= Virtual Office Website =

A Virtual Office Website (VOW) is a web site that is used to conduct business activities. One example is a VOW used as a real estate property search site allowing the public to conduct searches of approved multiple listing service properties in a given area under certain conditions. Also see Virtual company.

==Features==
The VOW allows the public to:
1. provide contact information
2. agree to become a bona fide customer / client
3. get a password protected private account
4. describe property interest(s)
5. and then conduct searches of all available multiple listing service properties in a certain area.

Site users have to provide personal information before they can actually look at the listings. Also, realtors who use VOW can choose to "opt out" from the local multiple listing service, which means that these realtors' properties will only be displayed to people who have signed in with the VOW.

The benefit to realtors is that registered users of their VOW web site become customers under contract.
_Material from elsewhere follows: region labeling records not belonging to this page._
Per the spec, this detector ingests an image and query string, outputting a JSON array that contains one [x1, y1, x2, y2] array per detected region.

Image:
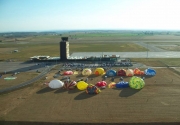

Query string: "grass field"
[[0, 31, 180, 125], [0, 68, 180, 125], [0, 42, 147, 61]]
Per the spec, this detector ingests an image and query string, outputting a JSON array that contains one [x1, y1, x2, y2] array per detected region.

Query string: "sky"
[[0, 0, 180, 32]]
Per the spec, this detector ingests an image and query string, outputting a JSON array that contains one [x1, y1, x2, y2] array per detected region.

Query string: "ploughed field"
[[0, 68, 180, 123]]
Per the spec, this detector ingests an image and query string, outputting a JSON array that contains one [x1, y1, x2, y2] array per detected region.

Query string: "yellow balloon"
[[77, 81, 88, 90]]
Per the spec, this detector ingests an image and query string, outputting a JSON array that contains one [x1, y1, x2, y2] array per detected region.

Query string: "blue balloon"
[[116, 81, 129, 88], [106, 70, 116, 76], [144, 68, 156, 76]]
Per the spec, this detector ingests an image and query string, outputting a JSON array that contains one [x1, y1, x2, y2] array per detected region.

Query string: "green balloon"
[[129, 76, 145, 89]]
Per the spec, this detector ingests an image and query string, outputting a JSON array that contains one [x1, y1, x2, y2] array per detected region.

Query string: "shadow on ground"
[[54, 88, 67, 94], [119, 88, 141, 97], [36, 87, 54, 94], [74, 92, 96, 100]]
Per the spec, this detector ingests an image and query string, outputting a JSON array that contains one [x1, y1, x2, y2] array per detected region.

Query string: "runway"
[[71, 51, 180, 58]]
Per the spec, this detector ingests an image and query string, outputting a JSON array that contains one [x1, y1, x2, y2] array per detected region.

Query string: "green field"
[[0, 30, 180, 62]]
Registered users gain the benefit of more detailed information about each property and can generally see all available properties.

==Regulation==
Certain rules apply to the real estate companies ability to display each detail about a property, these "display rules" are set by the multiple listing service which generally forms policy around the recommendations of the National Association of Realtors.

The U.S. Department of Justice filed an antitrust lawsuit against the National Association of Realtors in September 2005 over the VOW policy, which they deemed as anti-competitive.

As of early 2006, the VOW policy has been replaced by a new Internet Listing Display policy created by the National Association of Realtors.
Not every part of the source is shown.